What a very pleasant place this was to be! We were sorry to leave it, but leave it we had to…
The Ridge eventually brought us back to the shore, at the bottom of Dogs Hill Road. Just to the north of this point is where the majority of Winchelsea Beach is situated. In fact, what is today Winchelsea Beach was once Rye Harbour (yes, that’s the village a couple of miles to the east, from where we had just walked). Rye Harbour was, from the 12th Century, a busy trading port. Rye Harbour’s history for the next four hundred years, to the 16th Century, can be condensed into three short words: it silted up. By the 16th Century the entire ability of the port to trade was threatened by a build up of silt and shingle. It was decided that a new harbour would have to be built. This was called the “New Harbour”. In July 1787 the New Harbour was opened.

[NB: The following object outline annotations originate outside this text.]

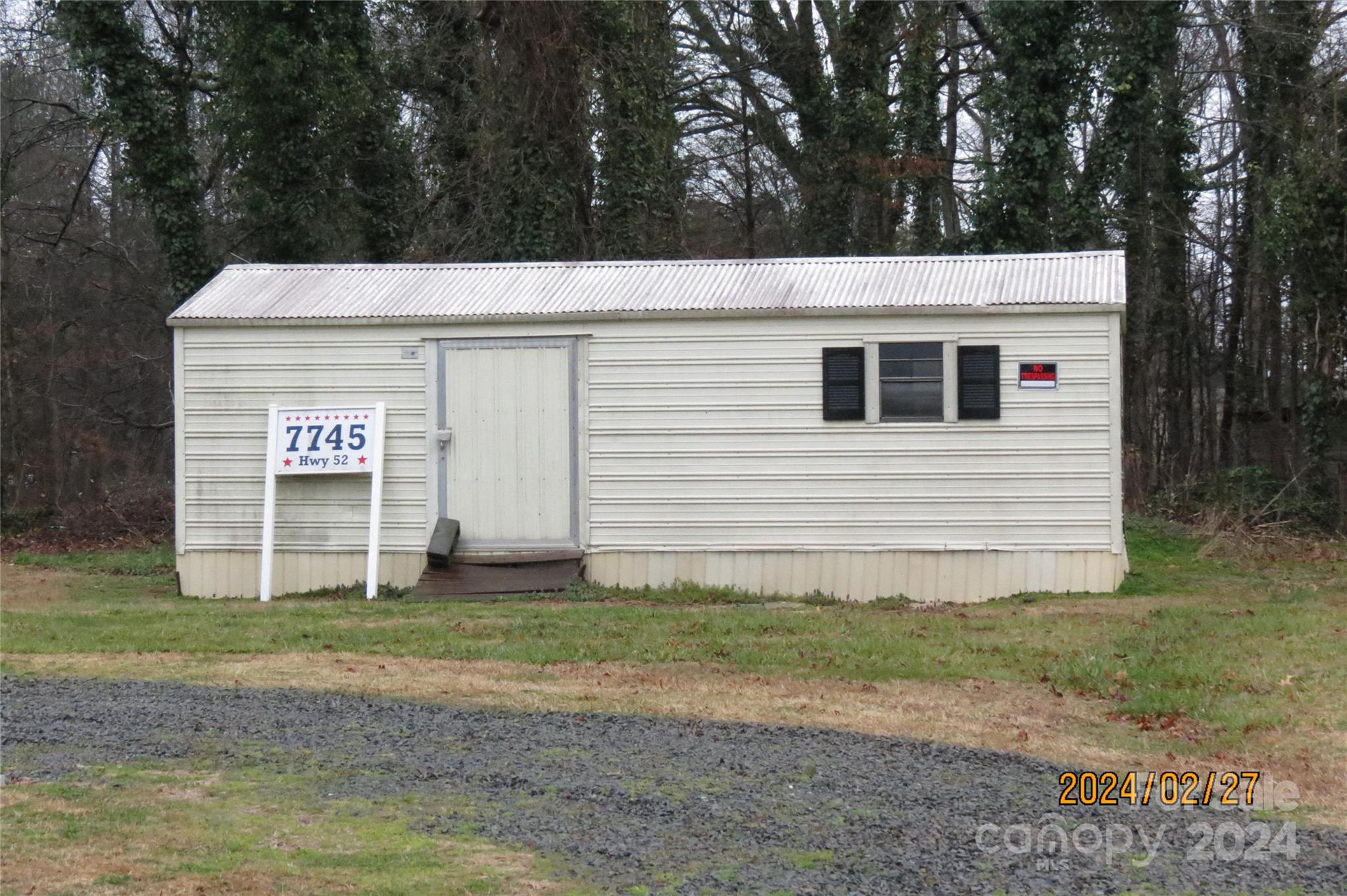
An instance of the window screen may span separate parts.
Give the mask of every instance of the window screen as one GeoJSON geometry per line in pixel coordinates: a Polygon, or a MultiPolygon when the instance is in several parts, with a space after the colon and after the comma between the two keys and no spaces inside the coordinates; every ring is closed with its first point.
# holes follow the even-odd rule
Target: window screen
{"type": "Polygon", "coordinates": [[[944,348],[939,342],[880,344],[880,417],[944,418],[944,348]]]}
{"type": "Polygon", "coordinates": [[[865,348],[823,350],[823,418],[865,420],[865,348]]]}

By November 1787 its entrance had become blocked by a build up of shingle and it was abandoned. It was eventually filled with silt to create a field, known as “Harbour Field”. This field exists to this day.

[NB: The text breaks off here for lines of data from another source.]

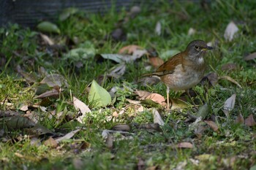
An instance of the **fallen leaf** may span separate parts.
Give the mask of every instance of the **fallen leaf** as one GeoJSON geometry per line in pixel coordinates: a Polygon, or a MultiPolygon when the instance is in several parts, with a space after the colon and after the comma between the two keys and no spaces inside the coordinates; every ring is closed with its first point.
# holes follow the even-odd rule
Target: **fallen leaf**
{"type": "Polygon", "coordinates": [[[164,61],[159,57],[151,57],[148,58],[150,63],[154,67],[158,68],[164,63],[164,61]]]}
{"type": "Polygon", "coordinates": [[[72,58],[72,61],[78,62],[77,64],[80,64],[79,61],[81,60],[86,60],[94,56],[95,51],[94,47],[74,48],[64,54],[63,59],[72,58]]]}
{"type": "Polygon", "coordinates": [[[233,21],[228,23],[225,31],[224,37],[226,40],[231,42],[236,33],[238,31],[238,28],[233,21]]]}
{"type": "Polygon", "coordinates": [[[138,84],[148,87],[148,85],[156,85],[160,82],[160,79],[155,77],[144,77],[139,80],[138,84]]]}
{"type": "Polygon", "coordinates": [[[159,125],[164,125],[165,122],[162,120],[162,117],[160,114],[158,112],[158,111],[156,109],[153,109],[152,114],[154,117],[154,123],[158,123],[159,125]]]}
{"type": "Polygon", "coordinates": [[[108,132],[108,130],[103,130],[102,133],[102,136],[103,139],[105,141],[106,146],[109,149],[113,148],[113,136],[108,132]]]}
{"type": "Polygon", "coordinates": [[[148,91],[145,91],[145,90],[136,90],[135,92],[135,94],[137,94],[138,96],[139,96],[139,99],[140,100],[144,100],[146,99],[149,95],[151,94],[151,93],[148,92],[148,91]]]}
{"type": "MultiPolygon", "coordinates": [[[[1,105],[3,105],[0,103],[1,105]]],[[[12,111],[12,110],[0,110],[0,118],[13,117],[13,116],[20,116],[20,113],[12,111]]]]}
{"type": "Polygon", "coordinates": [[[229,115],[229,112],[234,109],[236,97],[236,94],[235,93],[228,98],[224,103],[223,112],[227,117],[229,115]]]}
{"type": "Polygon", "coordinates": [[[194,134],[197,136],[198,139],[201,139],[203,132],[206,131],[206,128],[203,125],[198,125],[194,129],[194,134]]]}
{"type": "Polygon", "coordinates": [[[65,9],[62,11],[62,12],[59,15],[59,19],[60,21],[64,21],[69,18],[71,15],[77,13],[78,12],[78,9],[70,7],[65,9]]]}
{"type": "Polygon", "coordinates": [[[137,50],[143,49],[140,46],[136,45],[130,45],[121,48],[118,51],[119,54],[129,54],[132,55],[137,50]]]}
{"type": "Polygon", "coordinates": [[[178,148],[193,148],[193,144],[190,142],[181,142],[177,144],[178,148]]]}
{"type": "Polygon", "coordinates": [[[35,96],[34,98],[45,98],[47,97],[58,98],[59,97],[59,91],[53,88],[51,90],[48,90],[37,96],[35,96]]]}
{"type": "Polygon", "coordinates": [[[58,147],[58,142],[52,137],[49,137],[48,139],[43,142],[45,146],[50,147],[52,148],[56,148],[58,147]]]}
{"type": "Polygon", "coordinates": [[[202,117],[202,119],[205,119],[209,115],[209,107],[206,103],[203,106],[200,107],[197,112],[198,117],[202,117]]]}
{"type": "Polygon", "coordinates": [[[42,40],[48,45],[53,45],[55,43],[53,39],[51,39],[49,36],[48,36],[45,34],[40,34],[40,36],[42,39],[42,40]]]}
{"type": "Polygon", "coordinates": [[[244,124],[247,126],[254,126],[256,125],[252,114],[249,115],[249,116],[244,120],[244,124]]]}
{"type": "Polygon", "coordinates": [[[244,57],[245,61],[250,61],[256,58],[256,52],[249,54],[249,55],[244,57]]]}
{"type": "Polygon", "coordinates": [[[140,125],[140,128],[147,129],[150,131],[162,131],[162,128],[160,128],[160,125],[158,123],[142,124],[140,125]]]}
{"type": "Polygon", "coordinates": [[[161,23],[159,21],[157,21],[156,28],[154,28],[154,32],[157,34],[157,35],[160,36],[161,30],[162,30],[161,23]]]}
{"type": "Polygon", "coordinates": [[[226,63],[222,66],[222,71],[232,71],[237,69],[236,63],[226,63]]]}
{"type": "Polygon", "coordinates": [[[239,113],[239,115],[238,115],[236,122],[238,123],[241,123],[241,124],[244,124],[244,117],[243,117],[243,115],[241,113],[239,113]]]}
{"type": "Polygon", "coordinates": [[[10,129],[12,128],[28,128],[34,127],[36,124],[30,119],[26,117],[10,117],[0,119],[0,122],[4,123],[4,125],[10,129]]]}
{"type": "Polygon", "coordinates": [[[43,21],[38,24],[37,27],[40,31],[61,34],[61,30],[58,28],[58,26],[48,21],[43,21]]]}
{"type": "Polygon", "coordinates": [[[34,147],[39,147],[42,145],[41,141],[37,137],[32,137],[30,140],[30,144],[34,147]]]}
{"type": "Polygon", "coordinates": [[[221,76],[219,77],[219,79],[225,79],[227,80],[230,82],[232,82],[233,83],[236,84],[237,86],[238,86],[240,88],[242,88],[242,86],[241,86],[241,85],[239,85],[239,83],[238,82],[236,82],[235,80],[233,80],[233,78],[231,78],[229,76],[221,76]]]}
{"type": "Polygon", "coordinates": [[[92,81],[88,98],[90,102],[96,102],[97,107],[105,107],[111,104],[110,93],[99,85],[95,80],[92,81]]]}
{"type": "Polygon", "coordinates": [[[70,138],[72,138],[72,136],[74,136],[74,135],[78,133],[78,131],[80,131],[81,129],[77,129],[72,131],[70,131],[69,133],[65,134],[65,136],[59,138],[57,139],[56,139],[56,141],[59,143],[59,142],[61,142],[63,140],[67,140],[67,139],[69,139],[70,138]]]}
{"type": "Polygon", "coordinates": [[[82,114],[86,114],[87,112],[91,112],[91,109],[89,108],[89,107],[83,103],[83,101],[80,101],[78,98],[73,97],[73,104],[75,109],[80,109],[80,111],[82,112],[82,114]]]}
{"type": "Polygon", "coordinates": [[[16,70],[29,84],[37,82],[37,78],[33,76],[33,74],[23,71],[20,65],[18,65],[16,66],[16,70]]]}
{"type": "Polygon", "coordinates": [[[147,55],[147,54],[148,54],[148,51],[146,50],[137,50],[133,52],[132,57],[130,57],[131,59],[128,58],[128,60],[125,60],[125,61],[127,63],[129,63],[138,58],[140,58],[143,55],[147,55]]]}
{"type": "Polygon", "coordinates": [[[214,131],[218,131],[219,126],[214,122],[211,120],[204,120],[204,122],[206,123],[214,131]]]}
{"type": "Polygon", "coordinates": [[[33,128],[29,129],[29,134],[37,136],[53,136],[54,133],[40,124],[36,124],[33,128]]]}
{"type": "Polygon", "coordinates": [[[118,79],[124,75],[126,65],[124,63],[121,63],[110,69],[109,73],[108,73],[106,76],[118,79]]]}
{"type": "Polygon", "coordinates": [[[29,106],[28,105],[23,105],[20,108],[20,110],[26,112],[29,109],[29,106]]]}
{"type": "Polygon", "coordinates": [[[127,39],[127,33],[121,28],[116,28],[113,31],[110,35],[106,36],[105,39],[112,38],[113,40],[119,42],[119,41],[125,41],[127,39]]]}
{"type": "Polygon", "coordinates": [[[72,160],[72,164],[74,166],[74,169],[81,170],[85,167],[85,161],[81,158],[74,158],[72,160]]]}
{"type": "Polygon", "coordinates": [[[196,33],[196,31],[195,28],[189,28],[189,31],[187,32],[187,34],[189,36],[192,36],[194,35],[196,33]]]}
{"type": "Polygon", "coordinates": [[[141,158],[139,158],[138,161],[138,163],[137,163],[136,169],[137,170],[145,169],[145,168],[144,168],[145,166],[146,166],[145,161],[141,158]]]}
{"type": "Polygon", "coordinates": [[[113,131],[129,131],[131,128],[129,125],[126,124],[119,124],[114,125],[112,128],[113,131]]]}
{"type": "Polygon", "coordinates": [[[77,120],[80,123],[83,123],[83,118],[86,116],[86,113],[91,112],[91,111],[85,103],[80,101],[78,98],[75,97],[73,97],[73,104],[75,109],[76,110],[79,109],[82,113],[82,115],[79,116],[77,118],[77,120]]]}
{"type": "Polygon", "coordinates": [[[208,161],[209,158],[213,156],[210,154],[203,154],[203,155],[195,156],[195,158],[203,161],[208,161]]]}
{"type": "Polygon", "coordinates": [[[135,18],[140,12],[141,9],[139,6],[133,6],[129,10],[129,15],[131,18],[135,18]]]}
{"type": "Polygon", "coordinates": [[[61,74],[50,74],[46,75],[43,80],[40,82],[41,84],[47,84],[50,88],[55,86],[68,87],[67,80],[61,74]]]}
{"type": "Polygon", "coordinates": [[[170,98],[172,106],[170,110],[183,109],[189,107],[189,104],[181,98],[170,98]]]}
{"type": "Polygon", "coordinates": [[[158,93],[151,93],[150,95],[148,95],[146,99],[151,99],[153,101],[158,103],[162,106],[165,106],[166,104],[165,103],[165,99],[164,98],[164,96],[162,96],[160,94],[158,93]]]}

Building the New Harbour had taken 63 years, 7 Acts of Parliament, and had cost about £200,000 (£9 million in today’s money). It lasted three months.
Somewhere in the shingle banks of today lie the remains of the New Harbour’s east pier. The remains of the pier head extensions are visible at low tide. Not for us; it was high tide.
At this point in our walk we had only gone about 5½ miles, but we decided to stop. Why? Because we were still disappointed that we had missed walking through the centre of Rye. We had accidentally taken a wrong turn and skirted around its edges instead. We so wanted to see this town, renowned for its quirkiness, history, and ghosts, that we did something we have never done before, in some 350 miles of walking around the coast of Britain: we jumped into a taxi, and went back to see what we had missed.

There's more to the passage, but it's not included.